Nettement plus pauvre que le Kenya, avec un PIB par habitant de 569 euros, le Mozambique fait mieux en terme de croissance. Il affiche + 7% en 2013, en deçà des prévisions en raison des graves inondations qui l’ont frappé. La montée en puissance progressive de la production de charbon et la mise en chantier de grands projets d’infrastructures, associées à l’expansion budgétaire, devraient continuer d’alimenter la croissance, estimée à 8,5% en 2014 et à 8,2% en 2015. Ce pays compte 26,5 millions d’habitants. 
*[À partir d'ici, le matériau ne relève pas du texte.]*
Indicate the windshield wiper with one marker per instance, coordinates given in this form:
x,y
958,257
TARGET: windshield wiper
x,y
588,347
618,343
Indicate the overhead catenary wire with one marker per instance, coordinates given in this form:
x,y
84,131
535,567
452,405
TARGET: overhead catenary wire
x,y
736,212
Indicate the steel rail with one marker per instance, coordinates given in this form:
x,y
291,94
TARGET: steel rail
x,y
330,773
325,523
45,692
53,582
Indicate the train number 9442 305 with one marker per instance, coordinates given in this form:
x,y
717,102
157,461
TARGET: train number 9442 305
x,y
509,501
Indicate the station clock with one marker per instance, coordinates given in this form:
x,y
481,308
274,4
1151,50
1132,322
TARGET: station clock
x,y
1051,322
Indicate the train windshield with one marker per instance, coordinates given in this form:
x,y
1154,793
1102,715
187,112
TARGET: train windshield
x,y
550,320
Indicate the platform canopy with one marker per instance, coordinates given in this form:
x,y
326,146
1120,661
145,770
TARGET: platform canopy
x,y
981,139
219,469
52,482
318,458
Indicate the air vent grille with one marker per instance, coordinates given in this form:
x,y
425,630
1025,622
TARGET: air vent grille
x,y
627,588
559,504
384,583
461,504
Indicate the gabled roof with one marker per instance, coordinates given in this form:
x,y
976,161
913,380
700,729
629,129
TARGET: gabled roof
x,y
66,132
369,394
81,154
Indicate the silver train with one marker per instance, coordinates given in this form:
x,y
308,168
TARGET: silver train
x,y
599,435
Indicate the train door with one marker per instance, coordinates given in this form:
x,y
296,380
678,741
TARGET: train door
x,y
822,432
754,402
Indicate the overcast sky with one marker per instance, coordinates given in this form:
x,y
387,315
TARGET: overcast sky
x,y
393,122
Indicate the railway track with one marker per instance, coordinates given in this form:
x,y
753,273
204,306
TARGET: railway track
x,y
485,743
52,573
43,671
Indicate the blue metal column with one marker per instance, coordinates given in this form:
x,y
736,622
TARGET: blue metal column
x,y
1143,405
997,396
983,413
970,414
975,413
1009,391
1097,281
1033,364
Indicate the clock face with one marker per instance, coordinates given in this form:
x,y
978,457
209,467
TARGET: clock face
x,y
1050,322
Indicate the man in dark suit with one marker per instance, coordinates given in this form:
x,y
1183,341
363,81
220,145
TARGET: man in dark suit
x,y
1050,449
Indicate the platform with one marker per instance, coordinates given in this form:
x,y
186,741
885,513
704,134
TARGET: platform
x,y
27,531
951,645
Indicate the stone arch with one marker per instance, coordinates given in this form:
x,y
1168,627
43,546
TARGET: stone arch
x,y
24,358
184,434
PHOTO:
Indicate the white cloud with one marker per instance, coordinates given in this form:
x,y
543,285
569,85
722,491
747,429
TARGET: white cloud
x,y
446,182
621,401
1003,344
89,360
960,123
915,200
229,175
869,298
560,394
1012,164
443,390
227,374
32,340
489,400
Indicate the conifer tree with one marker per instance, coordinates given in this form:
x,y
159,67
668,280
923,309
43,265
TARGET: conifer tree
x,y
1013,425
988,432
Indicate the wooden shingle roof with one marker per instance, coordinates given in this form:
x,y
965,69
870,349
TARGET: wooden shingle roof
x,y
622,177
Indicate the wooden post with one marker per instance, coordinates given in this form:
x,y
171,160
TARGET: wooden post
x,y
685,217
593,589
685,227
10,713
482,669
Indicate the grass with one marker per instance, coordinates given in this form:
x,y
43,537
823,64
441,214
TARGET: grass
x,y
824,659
Comparable au Mozambique en terme de PIB par habitant (614 euros), l’Ouganda a connu en 2014 une année de consolidation de la stabilité macroéconomique et de relance progressive de l’activité. La croissance du PIB réel, pour ce pays de 38,8 millions d’habitants, est projetée à 5,9% pour l’exercice budgétaire 2014/15, contre 4,5 % en 2013/14. La reprise de l’activité économique repose principalement sur des investissements publics dans les infrastructures, une reprise de la consommation intérieure privée et de la demande d’investissement, et un rebond du secteur agricole.